You may be confounded by Jesus’s words in verse 25 of our reading, when he thanks God “because you have hidden these things from the wise and the intelligent and have revealed them to infants.” Here, the wise do not reflect the wisdom of Sophia, who is “vindicated by her deeds.” (11:19) In the eyes of God, we are unschooled, uneducated, naïve, and trusting in faith. We are beloved infants, open to the nurturing care and forgiveness of God as we seek to be more fully open to God’s call, which is anchored in Jesus’s sacrificial love. Infants do not seek perfection; they simply trust the one who holds them. Their faith is innate, natural, and instinctive. Would that we all had such natural faith and trust!
Our call, however, is far from easy or natural. Jesus calls us to hard, ongoing, difficult work, work that will make us bone-tired. And yet, it is not impossible; in Jesus we find ultimate rest. “Come to me, all you that are weary and are carrying heavy burdens, and I will give you rest. Take my yoke upon you, and learn from me; for I am gentle and humble in heart, and you will find rest for your souls. For my yoke is easy, and my burden is light.” (11:28-30) Faith, learned through trust in the words and sacrifice of Jesus, lightens the load of the call that we respond to.
The stirring words of these three verses are unique to Matthew’s gospel and are often shared at funeral services to comfort mourners. They are certainly words of great consolation for such times, but there’s nothing in Scripture that indicates that’s their sole purpose, or even that it’s the primary intent of Jesus. These are words that we are invited to hear – to be open to – at all the painful, heavy times in our lives.
And these are especially hard times for all of us. Now, in this time and place, we are all tired and in need of rest. Our bodies, our minds, our spirits, our souls are exhausted; our burdens are far from light. As we struggle in the midst of pandemic, divisiveness, and fear to live and act as faithful Christians, we crave the essential rest that ultimately comes from our loving, nurturing God.
This is not to say that we should deny the stress, anxiety, and pain that we suffer; they are real.
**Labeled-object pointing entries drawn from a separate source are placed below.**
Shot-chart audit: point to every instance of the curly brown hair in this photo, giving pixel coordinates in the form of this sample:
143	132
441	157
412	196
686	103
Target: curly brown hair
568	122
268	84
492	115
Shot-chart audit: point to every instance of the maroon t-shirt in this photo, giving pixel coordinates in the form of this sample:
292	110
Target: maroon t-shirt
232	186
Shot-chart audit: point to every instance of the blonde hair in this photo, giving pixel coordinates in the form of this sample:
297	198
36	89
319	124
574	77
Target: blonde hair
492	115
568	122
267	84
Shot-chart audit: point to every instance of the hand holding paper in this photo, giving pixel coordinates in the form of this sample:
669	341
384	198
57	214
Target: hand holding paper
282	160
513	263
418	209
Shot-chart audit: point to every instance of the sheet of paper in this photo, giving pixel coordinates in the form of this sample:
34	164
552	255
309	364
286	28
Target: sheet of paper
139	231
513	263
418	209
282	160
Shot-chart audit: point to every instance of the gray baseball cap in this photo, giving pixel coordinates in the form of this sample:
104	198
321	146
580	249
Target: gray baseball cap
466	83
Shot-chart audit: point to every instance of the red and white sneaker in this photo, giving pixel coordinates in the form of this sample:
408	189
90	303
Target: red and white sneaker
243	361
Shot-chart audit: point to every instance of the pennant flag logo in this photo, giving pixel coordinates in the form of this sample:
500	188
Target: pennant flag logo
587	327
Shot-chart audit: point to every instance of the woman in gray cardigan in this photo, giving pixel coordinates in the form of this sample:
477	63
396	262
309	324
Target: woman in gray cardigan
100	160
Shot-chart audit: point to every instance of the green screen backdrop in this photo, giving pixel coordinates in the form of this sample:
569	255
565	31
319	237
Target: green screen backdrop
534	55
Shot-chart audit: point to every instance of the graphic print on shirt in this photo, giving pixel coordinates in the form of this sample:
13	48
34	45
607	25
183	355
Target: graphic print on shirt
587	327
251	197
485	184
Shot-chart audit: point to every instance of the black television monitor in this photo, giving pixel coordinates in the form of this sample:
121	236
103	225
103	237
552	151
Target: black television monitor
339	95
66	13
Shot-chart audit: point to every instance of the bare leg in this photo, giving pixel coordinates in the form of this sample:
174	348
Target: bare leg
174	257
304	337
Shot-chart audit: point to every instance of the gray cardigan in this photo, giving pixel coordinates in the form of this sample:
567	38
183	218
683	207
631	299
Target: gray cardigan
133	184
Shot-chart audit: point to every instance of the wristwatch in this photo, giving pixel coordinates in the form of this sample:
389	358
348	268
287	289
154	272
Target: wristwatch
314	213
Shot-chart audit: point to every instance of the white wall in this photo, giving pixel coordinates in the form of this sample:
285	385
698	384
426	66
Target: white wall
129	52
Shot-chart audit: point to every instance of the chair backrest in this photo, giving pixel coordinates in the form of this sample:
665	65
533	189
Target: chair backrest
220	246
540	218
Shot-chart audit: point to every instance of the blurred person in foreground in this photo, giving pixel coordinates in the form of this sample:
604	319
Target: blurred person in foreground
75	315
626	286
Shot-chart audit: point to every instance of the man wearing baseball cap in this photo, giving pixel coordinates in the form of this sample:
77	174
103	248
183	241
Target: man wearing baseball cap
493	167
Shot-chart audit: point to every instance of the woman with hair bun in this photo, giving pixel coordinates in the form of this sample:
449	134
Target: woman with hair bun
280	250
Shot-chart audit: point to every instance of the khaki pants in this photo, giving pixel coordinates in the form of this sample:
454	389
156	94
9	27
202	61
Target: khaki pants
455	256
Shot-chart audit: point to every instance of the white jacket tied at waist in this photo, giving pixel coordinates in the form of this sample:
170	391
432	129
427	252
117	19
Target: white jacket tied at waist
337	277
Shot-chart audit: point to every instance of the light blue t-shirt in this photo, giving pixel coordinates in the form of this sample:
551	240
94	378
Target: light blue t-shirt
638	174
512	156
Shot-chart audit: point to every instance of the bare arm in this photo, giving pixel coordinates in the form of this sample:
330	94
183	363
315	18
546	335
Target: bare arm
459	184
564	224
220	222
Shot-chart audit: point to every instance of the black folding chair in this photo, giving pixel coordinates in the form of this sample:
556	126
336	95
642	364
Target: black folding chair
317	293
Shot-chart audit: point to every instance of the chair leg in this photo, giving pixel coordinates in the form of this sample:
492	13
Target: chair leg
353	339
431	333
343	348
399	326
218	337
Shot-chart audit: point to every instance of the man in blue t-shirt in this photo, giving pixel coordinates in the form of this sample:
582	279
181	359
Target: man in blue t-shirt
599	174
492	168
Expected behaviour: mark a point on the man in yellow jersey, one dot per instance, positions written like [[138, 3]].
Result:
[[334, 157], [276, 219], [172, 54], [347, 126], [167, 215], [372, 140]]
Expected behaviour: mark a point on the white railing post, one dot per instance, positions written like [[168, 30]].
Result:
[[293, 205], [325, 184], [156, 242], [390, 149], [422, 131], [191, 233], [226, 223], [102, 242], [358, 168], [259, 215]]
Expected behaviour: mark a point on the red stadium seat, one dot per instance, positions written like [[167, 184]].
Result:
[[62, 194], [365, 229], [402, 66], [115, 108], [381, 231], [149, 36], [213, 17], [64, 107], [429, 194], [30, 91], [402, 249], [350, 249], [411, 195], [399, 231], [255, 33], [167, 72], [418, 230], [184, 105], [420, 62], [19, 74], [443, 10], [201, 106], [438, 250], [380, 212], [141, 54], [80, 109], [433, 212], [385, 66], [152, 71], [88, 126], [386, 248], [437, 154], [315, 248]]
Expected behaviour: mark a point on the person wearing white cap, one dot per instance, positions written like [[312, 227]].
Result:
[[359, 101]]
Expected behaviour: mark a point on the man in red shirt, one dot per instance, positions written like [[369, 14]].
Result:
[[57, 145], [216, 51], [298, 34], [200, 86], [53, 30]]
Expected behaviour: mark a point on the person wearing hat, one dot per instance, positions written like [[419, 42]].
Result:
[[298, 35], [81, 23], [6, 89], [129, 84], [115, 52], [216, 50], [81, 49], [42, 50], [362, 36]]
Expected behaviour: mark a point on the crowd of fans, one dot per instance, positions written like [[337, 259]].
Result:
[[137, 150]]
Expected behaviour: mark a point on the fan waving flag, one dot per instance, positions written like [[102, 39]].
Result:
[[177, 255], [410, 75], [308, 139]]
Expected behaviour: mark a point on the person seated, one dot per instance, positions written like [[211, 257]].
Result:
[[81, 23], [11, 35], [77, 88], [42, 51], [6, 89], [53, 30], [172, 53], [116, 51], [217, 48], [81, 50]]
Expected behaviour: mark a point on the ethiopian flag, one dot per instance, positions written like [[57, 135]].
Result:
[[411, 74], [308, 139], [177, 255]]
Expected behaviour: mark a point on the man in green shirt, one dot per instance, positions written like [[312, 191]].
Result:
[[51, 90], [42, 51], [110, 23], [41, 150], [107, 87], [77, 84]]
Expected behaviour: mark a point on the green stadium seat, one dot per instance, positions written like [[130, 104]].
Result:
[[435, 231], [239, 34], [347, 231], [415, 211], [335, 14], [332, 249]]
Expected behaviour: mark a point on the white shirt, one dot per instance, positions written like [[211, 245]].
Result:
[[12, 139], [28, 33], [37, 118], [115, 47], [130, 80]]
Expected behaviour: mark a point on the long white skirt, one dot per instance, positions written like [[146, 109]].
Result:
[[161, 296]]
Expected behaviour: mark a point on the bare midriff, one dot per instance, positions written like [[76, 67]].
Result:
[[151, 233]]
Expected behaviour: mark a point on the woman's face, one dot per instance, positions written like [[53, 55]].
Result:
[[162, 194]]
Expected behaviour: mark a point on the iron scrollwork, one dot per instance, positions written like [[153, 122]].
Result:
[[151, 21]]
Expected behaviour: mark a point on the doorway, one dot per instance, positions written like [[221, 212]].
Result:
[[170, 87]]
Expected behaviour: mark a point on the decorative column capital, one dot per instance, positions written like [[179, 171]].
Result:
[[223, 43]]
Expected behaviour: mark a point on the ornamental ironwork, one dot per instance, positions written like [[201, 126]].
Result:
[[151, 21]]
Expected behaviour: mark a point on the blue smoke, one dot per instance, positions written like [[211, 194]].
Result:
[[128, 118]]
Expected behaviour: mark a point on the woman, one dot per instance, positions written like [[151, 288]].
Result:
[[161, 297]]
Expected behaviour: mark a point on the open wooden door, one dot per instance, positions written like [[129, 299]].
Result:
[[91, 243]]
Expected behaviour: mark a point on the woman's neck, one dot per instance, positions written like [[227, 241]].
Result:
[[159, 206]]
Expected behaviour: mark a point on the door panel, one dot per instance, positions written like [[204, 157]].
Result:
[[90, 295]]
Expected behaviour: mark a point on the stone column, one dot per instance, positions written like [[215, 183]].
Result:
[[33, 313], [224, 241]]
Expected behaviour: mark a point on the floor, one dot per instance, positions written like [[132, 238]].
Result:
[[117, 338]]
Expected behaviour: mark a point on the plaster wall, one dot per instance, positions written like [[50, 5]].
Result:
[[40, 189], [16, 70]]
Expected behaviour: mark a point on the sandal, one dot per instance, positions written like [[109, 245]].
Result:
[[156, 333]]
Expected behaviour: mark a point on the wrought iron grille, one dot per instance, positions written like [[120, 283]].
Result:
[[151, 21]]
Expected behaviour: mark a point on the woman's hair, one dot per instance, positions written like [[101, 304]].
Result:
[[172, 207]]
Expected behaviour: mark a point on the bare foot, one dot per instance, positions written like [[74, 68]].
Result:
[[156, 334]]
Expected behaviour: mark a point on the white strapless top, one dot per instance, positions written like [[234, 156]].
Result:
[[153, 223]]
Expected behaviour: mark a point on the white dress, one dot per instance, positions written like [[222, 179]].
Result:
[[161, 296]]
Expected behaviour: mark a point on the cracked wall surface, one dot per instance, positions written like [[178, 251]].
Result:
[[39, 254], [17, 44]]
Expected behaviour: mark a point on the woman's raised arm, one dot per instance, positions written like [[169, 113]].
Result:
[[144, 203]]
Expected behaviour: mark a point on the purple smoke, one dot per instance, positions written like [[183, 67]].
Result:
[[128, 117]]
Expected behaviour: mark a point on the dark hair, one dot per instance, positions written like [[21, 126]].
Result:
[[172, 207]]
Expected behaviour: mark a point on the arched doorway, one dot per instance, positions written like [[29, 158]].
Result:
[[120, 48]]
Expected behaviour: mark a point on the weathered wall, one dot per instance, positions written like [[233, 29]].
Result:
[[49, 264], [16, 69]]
But there is solace in faith and in the knowledge that we will, indeed, find the right actions and that we’ll find rest for our souls in the loving embrace of Jesus. I pray that in these challenging and demanding times, we will find the will to seek and accept God’s rest.
Joys and Concerns:
For our nation, as we celebrate 244 years since declaring our independence.
For the ongoing, far from complete, task of sharing that independence with justice and equality for all.
For all who have offered their lives and service to protect our freedoms, and for those who call us to continue the task of making our nation “a more perfect union.”
For all who mourn the passing of loved ones.
For mine and Nan’s successful trip to New York and positive news from our doctors. Our thanks as well for your prayers. They surrounded us on our journey and on our hospital visits, and they helped to lighten the burdens of this trip. We are deeply grateful.
On this Independence Day Sunday, let us pray together:
Almighty God, ruler of all nations, we pray for our nation and its people, and for our leaders. May we be mindful of your favor and obedient to your will. Forgive our shortcomings as a nation, and purify our hearts to know the truth that alone can make us free. Save us from injustice and oppression, from pride and arrogance, and from greed and self-centeredness. Increase our concern for people beyond our boundaries and for the poor and afflicted in our own land, that we may be a blessing and an example to all nations. Bring us at last to that day when the whole world shall know peace and blessedness, through Jesus Christ our Lord. Amen.